Federica Mogherini said she was "very surprised."
Earlier, President Recep Tayyip Erdogan slammed the European Union for its "impetuous" criticism of an ongoing police operation, which saw the arrests of more than 20 high-profile media members and police officers across 13 provinces in Turkey Sunday.
"I've seen the reactions from President Erdogan and I'm very surprised because in the visit we had last week, we discussed in a very constructive way, both with him and with Prime Minister Davutoglu and with many of the ministers about the way ahead, and we agreed...we didn't even need to agree on the fact that there was a chance for a new start among us, between the European Union and Turkey," Mogherini said.
She said "the EU path for Turkey was not so much about economic interest, but of about values and principles starting with democracy and rule of law."
''I believe that it is in the Turkish interest first of all to be consistent with this commitment,'' Mogherini said.
She said: "The idea was and still is that of working in a consistent and coherent way on the EU accession, which means consistency and coherence on both sides."

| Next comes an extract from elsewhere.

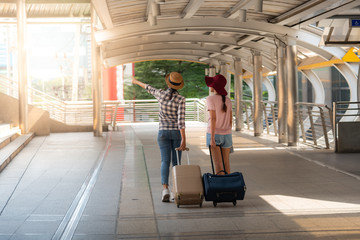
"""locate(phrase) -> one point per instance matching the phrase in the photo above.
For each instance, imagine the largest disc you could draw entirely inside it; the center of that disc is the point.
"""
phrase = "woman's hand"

Mogherini said that had she not believed in this consistency and coherence, she wouldn't have paid a high-level visit to Turkey last week with Johannes Hahn, commissioner for European neighborhood policy and enlargement policy, and the EU's Christos Stylianides.
''On our side we are ready,'' the EU foreign policy chief added.
In his reaction to the crackdown in Turkey, Italian Foreign Minister Paolo Gentiloni said "freedom of speech cannot be renounced."
"Italy has always been in the front row in keeping the dialogue between the European Union and Turkey open," Gentiloni tweeted during a meeting of the European foreign ministers in Brussels. "But the freedom of expression is a value that cannot be renounced," he added.
Speaking to reporters in Brussels, Gentiloni also said "we don't want to give lessons to anyone, but we want to recall that for the European Union, freedom of expression is among the fundamental principles of the union."
Gentiloni said the EU foreign ministers did not discuss the arrests in Turkey, but, he said, Italy was "a country that has its cards in order" for good relations with Turkey and that "nobody can accuse it of having prejudiced attitudes," given that Rome "always fought" for increased relations between Ankara and the EU.